On Nov. 12, 1717, German inventor Johann Bessler invited a committee of witnesses to a special room in the ducal castle at Weissenstein. In the room was a large wheel, 12 feet in diameter and 14 inches thick. At a push from Bessler it accelerated to about 26 rpm and maintained that speed. Under the committee’s supervision, the windows were secured and the Landgrave’s own seal was put on the door. The room was reopened twice in 54 days, and on both occasions the wheel was still spinning.

Bessler demanded 20,000 pounds for his secret. (He said the weights inside the wheel “could never obtain equilibrium.”) But while the Royal Society was debating whether to pay him, Bessler discovered one witness examining the axle, accused him of duplicity, and angrily smashed the wheel. He vanished into obscurity after that, dying in 1745.

The demonstration has never been explained. If Bessler had a secret, he took it with him.

Free Won’t

Zeno once caught a slave stealing and began to beat him.

Knowing the philosopher’s penchant for paradoxes, the slave cried, “But it was fated that I should steal!”

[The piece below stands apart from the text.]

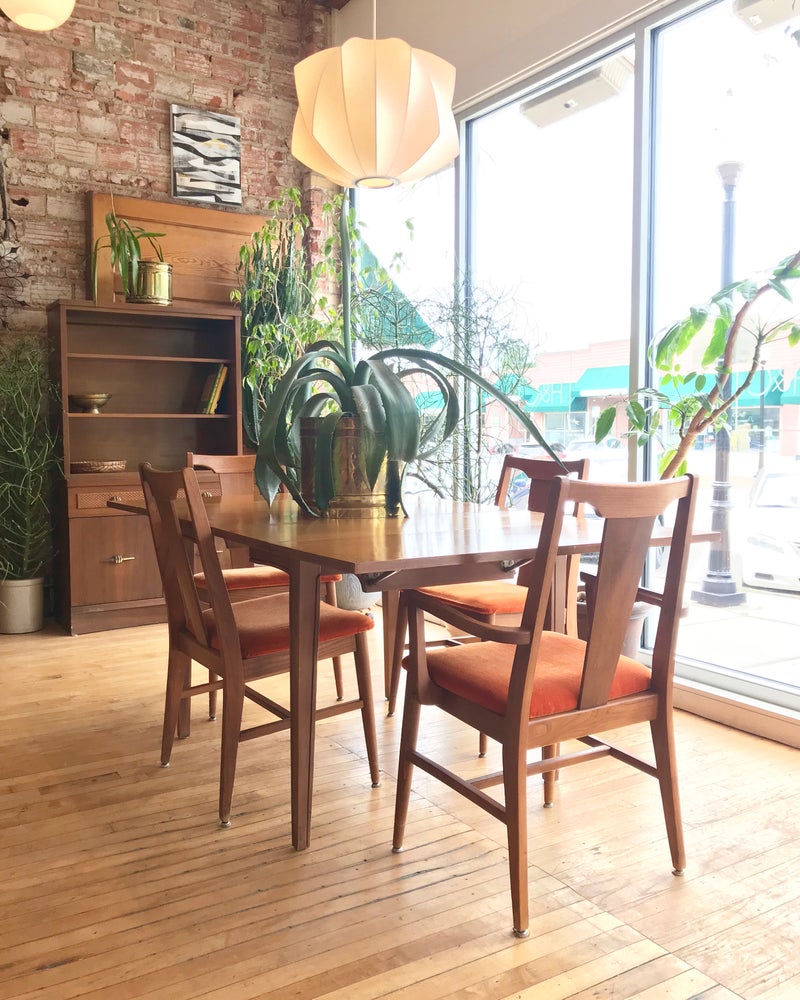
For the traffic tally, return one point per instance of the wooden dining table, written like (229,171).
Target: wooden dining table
(440,541)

Zeno said, “And that I should beat you.”

Kaprekar’s Constant

Choose four distinct digits and arrange them into the largest and smallest numbers possible (e.g., 9751 and 1579). Subtract the smaller from the larger to produce a new number (9751 – 1579 = 8172) and repeat the operation.

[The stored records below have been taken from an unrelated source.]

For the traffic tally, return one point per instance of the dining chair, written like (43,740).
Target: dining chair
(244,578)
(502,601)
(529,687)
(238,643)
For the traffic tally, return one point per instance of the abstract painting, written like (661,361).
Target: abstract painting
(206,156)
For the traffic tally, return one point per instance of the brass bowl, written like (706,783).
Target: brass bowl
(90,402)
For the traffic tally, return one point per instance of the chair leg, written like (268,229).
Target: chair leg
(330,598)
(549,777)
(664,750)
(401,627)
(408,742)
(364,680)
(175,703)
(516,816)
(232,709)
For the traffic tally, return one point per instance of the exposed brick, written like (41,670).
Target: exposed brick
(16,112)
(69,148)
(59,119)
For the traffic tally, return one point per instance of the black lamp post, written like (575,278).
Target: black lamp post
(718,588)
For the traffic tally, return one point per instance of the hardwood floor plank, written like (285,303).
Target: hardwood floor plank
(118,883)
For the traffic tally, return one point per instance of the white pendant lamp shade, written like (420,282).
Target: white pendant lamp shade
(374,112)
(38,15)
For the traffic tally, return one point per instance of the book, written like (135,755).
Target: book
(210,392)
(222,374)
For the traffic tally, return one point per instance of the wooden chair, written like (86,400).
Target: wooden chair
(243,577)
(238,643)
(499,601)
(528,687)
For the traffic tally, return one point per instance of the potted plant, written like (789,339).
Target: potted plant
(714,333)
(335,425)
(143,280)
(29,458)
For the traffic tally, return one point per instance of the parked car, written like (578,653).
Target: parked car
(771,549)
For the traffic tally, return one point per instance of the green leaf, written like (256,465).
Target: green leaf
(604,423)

Within seven iterations you’ll always arrive at 6174.

With three-digit numbers you’ll aways arrive at 495.

Unquote

“We do not err because truth is difficult to see. It is visible at a glance. We err because this is more comfortable.” — Aleksandr Solzhenitsyn

Naturally

Someone once asked Jean Cocteau, “Suppose your house were on fire and you could remove only one thing. What would you take?”

Cocteau considered, then said, “I would take the fire.”

Gifted

‘Did you hear the story of the extraordinary precocity of Mrs. Perkins’s baby that died last week?’ asked Mrs. Allgood. ‘It was only three months old, and lying at the point of death, when the grief-stricken mother asked the doctor if nothing could save it. “Absolutely nothing!” said the doctor. Then the infant looked up pitifully into its mother’s face and said—absolutely nothing!’

‘Impossible!’ insisted Mildred. ‘And only three months old!’